Meanwhile, HashKey, one of the three licensed exchanges in Hong Kong, has entered a partnership with the city’s largest virtual bank, ZA Bank, to allow customers to buy and sell Ether in fiat.

Tron’s Justin Sun becomes largest investor in Trump’s crypto project

Tron blockchain founder Justin Sun has announced a $30 million investment in US president-elect Donald Trump’s crypto project, World Liberty Financial (WLFI), becoming its largest investor.

Justin Sun announces $30 million investment in WLFI via XJustin Sun announces $30 million investment in WLFI via X
Justin Sun announces investment in Trump’s crypto. (Justin Sun)

Following the investment, WLFI named Sun as an adviser. Sun continues to expand his portfolio of roles, including serving on the advisory board at HTX (formerly Huobi) exchange—where he is believed to wield a larger influence — and as the prime minister of the micronation Liberland.

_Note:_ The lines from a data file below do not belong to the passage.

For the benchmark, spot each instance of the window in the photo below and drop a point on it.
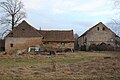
(103, 28)
(11, 45)
(98, 28)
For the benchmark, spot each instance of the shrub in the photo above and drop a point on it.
(93, 47)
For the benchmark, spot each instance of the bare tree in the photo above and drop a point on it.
(13, 12)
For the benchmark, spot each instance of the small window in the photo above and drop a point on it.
(23, 30)
(11, 34)
(98, 28)
(11, 45)
(103, 28)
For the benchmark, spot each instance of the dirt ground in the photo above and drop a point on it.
(67, 66)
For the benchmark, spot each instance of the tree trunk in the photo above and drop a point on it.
(13, 22)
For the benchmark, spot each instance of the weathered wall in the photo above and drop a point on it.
(59, 45)
(21, 43)
(95, 36)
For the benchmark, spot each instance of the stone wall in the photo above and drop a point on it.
(97, 36)
(21, 43)
(59, 45)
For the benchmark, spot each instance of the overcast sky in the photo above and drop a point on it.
(78, 15)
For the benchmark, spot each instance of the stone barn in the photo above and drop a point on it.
(24, 36)
(97, 35)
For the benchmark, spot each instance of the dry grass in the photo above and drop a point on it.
(69, 66)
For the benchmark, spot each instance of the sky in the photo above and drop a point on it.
(79, 15)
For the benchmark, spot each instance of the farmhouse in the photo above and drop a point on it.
(24, 36)
(96, 36)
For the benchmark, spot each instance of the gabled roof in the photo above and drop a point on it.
(94, 27)
(57, 35)
(24, 30)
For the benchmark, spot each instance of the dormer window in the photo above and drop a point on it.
(23, 30)
(98, 28)
(11, 45)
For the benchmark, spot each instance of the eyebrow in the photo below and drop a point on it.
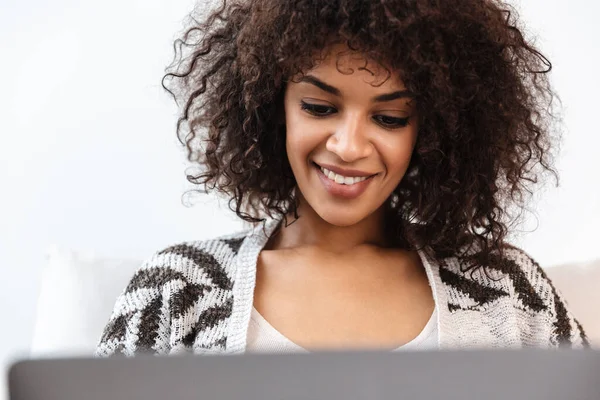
(335, 91)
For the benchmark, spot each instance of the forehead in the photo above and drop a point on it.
(339, 63)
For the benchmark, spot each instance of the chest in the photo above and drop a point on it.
(343, 302)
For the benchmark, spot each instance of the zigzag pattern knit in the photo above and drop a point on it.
(197, 297)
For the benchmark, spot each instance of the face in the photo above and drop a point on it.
(349, 136)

WLFI, launched in October, has struggled to gain traction due to restrictions limiting token purchases to non-U.S. residents and accredited US investors and a restriction that makes the tokens unsellable. Before Sun’s involvement, the project had raised just $20 million, far below its $300 million target.

Sun’s investment boosts total sales to $52 million, enabling Trump’s company, DT Marks DEFI LLC, to begin receiving 75% of net revenues as outlined in WLFI’s white paper. 

Trump, who serves as the project’s “chief crypto advocate,” has pledged to position the US as the global leader in cryptocurrency during his presidency.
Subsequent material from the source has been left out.